BY DR. TONY FISHER | If you are responsible for designing the curriculum for a school of gifted and talented high school students with a diverse set of interests, you face a fundamental choice: What will you require of every single student in your school? The answer to this question inevitably reveals something of your school’s educational philosophy. This article will explore some of the advantages of different approaches, with recommendations for ways in which one can work to have the best of all possible worlds.
The question of requirements, as posed above, is more complicated than it first appears. Just about every G & T school is a “college prep” school with students who have high aspirations for their college admissions. As a result, most schools will require a certain number of years in the core subjects (English, history, mathematics, science and foreign language) along with requirements in the arts.
However, those requirements allow for a great deal of variation. At most schools, there are different “tracks” for mathematics classes, and there is sufficient research about student variation in speed of comprehension to justify that approach. But – will your school take a similar tracked approach to foreign language study? To science classes? To the humanities? If the answer to any of these is “Yes,” at what grade will your school begin to differentiate in this way? How you answer may depend on a variety of factors, such as the size of your school and whether your school has already, to some extent, identified itself as a specialized school (e.g., as a STEM school or a Governor’s School for Social Sciences or the Arts).

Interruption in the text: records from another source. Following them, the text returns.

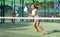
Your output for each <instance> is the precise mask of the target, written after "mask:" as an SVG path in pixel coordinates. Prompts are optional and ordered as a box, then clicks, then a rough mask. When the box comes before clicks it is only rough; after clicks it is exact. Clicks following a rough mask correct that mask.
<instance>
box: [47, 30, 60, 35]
mask: <svg viewBox="0 0 60 37" xmlns="http://www.w3.org/2000/svg"><path fill="white" fill-rule="evenodd" d="M57 32H58V33H60V30H53V31H49V32H48V33H47V34H52V33H57Z"/></svg>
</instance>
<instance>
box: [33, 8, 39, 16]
mask: <svg viewBox="0 0 60 37" xmlns="http://www.w3.org/2000/svg"><path fill="white" fill-rule="evenodd" d="M35 13H36V16H34V17H39V15H38V11H37V9H34V10H32V14H33V15H34V14H35Z"/></svg>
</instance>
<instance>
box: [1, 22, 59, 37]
mask: <svg viewBox="0 0 60 37" xmlns="http://www.w3.org/2000/svg"><path fill="white" fill-rule="evenodd" d="M41 26H42V27H43V28H44V29H45V30H46V34H45V35H41V30H40V31H39V32H35V28H34V26H33V22H17V23H15V24H12V23H2V24H0V37H60V23H49V22H41Z"/></svg>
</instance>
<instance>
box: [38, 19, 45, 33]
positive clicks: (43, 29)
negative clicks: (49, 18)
mask: <svg viewBox="0 0 60 37" xmlns="http://www.w3.org/2000/svg"><path fill="white" fill-rule="evenodd" d="M37 27H38V28H40V29H41V30H42V33H41V34H45V30H44V29H43V27H42V26H41V25H40V20H37Z"/></svg>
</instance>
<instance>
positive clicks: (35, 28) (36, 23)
mask: <svg viewBox="0 0 60 37" xmlns="http://www.w3.org/2000/svg"><path fill="white" fill-rule="evenodd" d="M34 27H35V29H36V32H38V31H39V30H38V28H37V21H36V20H35V21H34Z"/></svg>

There are some clear benefits to allowing for this kind of differentiation in multiple disciplines early on in high school (say, tenth or even ninth grades). Students who show special interest in, and aptitude for, particular subjects can spend more time on advanced topics and less on basic skills, allowing for even more advanced study in future years. Students who are advanced in one area, but whose learning style is less well fitted to others, can proceed at different paces in different subjects, and won’t have to spend a potentially disproportionate amount of time on a subject with which they struggle. Your school could even allow students to choose “majors,” asking juniors and seniors (or even younger) to take multiple courses per year with a cohort of similarly-interested students. This kind of design allows for every student to experience depth in some subject area, for potential inter-disciplinary approaches within the subject of concentration, and for the creation of smaller communities of learners dedicated to a particular discipline. All considerable benefits.
However, delaying specialization and having a more substantial set of “core” requirements which gifted and talented students of all predispositions and talents take together has significant benefits as well. As noted above, every school for gifted students likely provides all students with a solid foundation in a wide variety of subjects. However, will your school hold its scientists and its writers alike to a high level of proficiency in both? Your gifted scientist, who may end up being a leader in her field, will have plenty of time to specialize in her field of research, but perhaps no better chance to truly hone the writing skills which will be so important inwriting grants and in communicating to non-specialists why her work is so important; the future op-ed writer will not have another clear chance to learn about the sciences (and the bases of scientific thought and procedure) which may have bearing on his future columns. Moreover, there is added value to students with the broadest range of interests and talents taking these classes together. Having the gifted young mathematician and the gifted young historian study history side-by side – at least up to a certain level (say, through eleventh grade) – realizes benefits for both: the historian gets to see his subject through a different lens, while the mathematician returns to her field with a more sophisticated sense of history than had she only studied it with other mathematics-oriented students.
How, then, can your school have the benefits of a robust set of commonly required courses and still allow students to follow their passions earlier on in their high school careers? Many schools are answering this question by creating a more comprehensive and intensive set of what I would call “co-curricular” activities. These activities can range from science, computer science and mathematics research, to journalism (more than just the newspaper!), to international relations and government-related studies and activism.
I would suggest that these kinds of programs best complement a solid core curriculum when the following conditions are met:
- The work of the co-curricular activities is as authentic as possible (e.g., favoring of science research over the more knowledge-based “science bowl”), and whenever possible, involves professionals in the field;
- Co-curricular activities are arranged in such a way that students can make a lesser commitment early on (“dip their toes in the water,” so to speak) and then choose to increase that commitment over time if they wish;
- The cumulative work of the required classes is not so overwhelming that students cannot dedicate themselves to meaningful pursuits outside the classroom.
Allowing gifted students to delve deeply and authentically into their interests – or find new ones – while they study all core academic subjects with the full spectrum of their peers is one way that a gifted school can have its cake and eat it, too.
To a certain extent, the main thrust of this article – advocating for gifted students to delay specialization, at least in their school course of study – runs against a trend of the times. Many cities/districts are creating more and more “themed” high schools and even middle schools designed to attract students with particular gifts and predispositions. These schools often serve the important purpose of providing students and parents with meaningful choice. Still, I do not know of a “specialized” middle or high school which does not also strive to give all of its students a comprehensive course of study. Therefore, I hope that the above discussion of advantages and disadvantages of different approaches can help planners at gifted schools think about how we can best serve our unique populations.
Dr. Tony Fisher is the principal at Hunter College High School.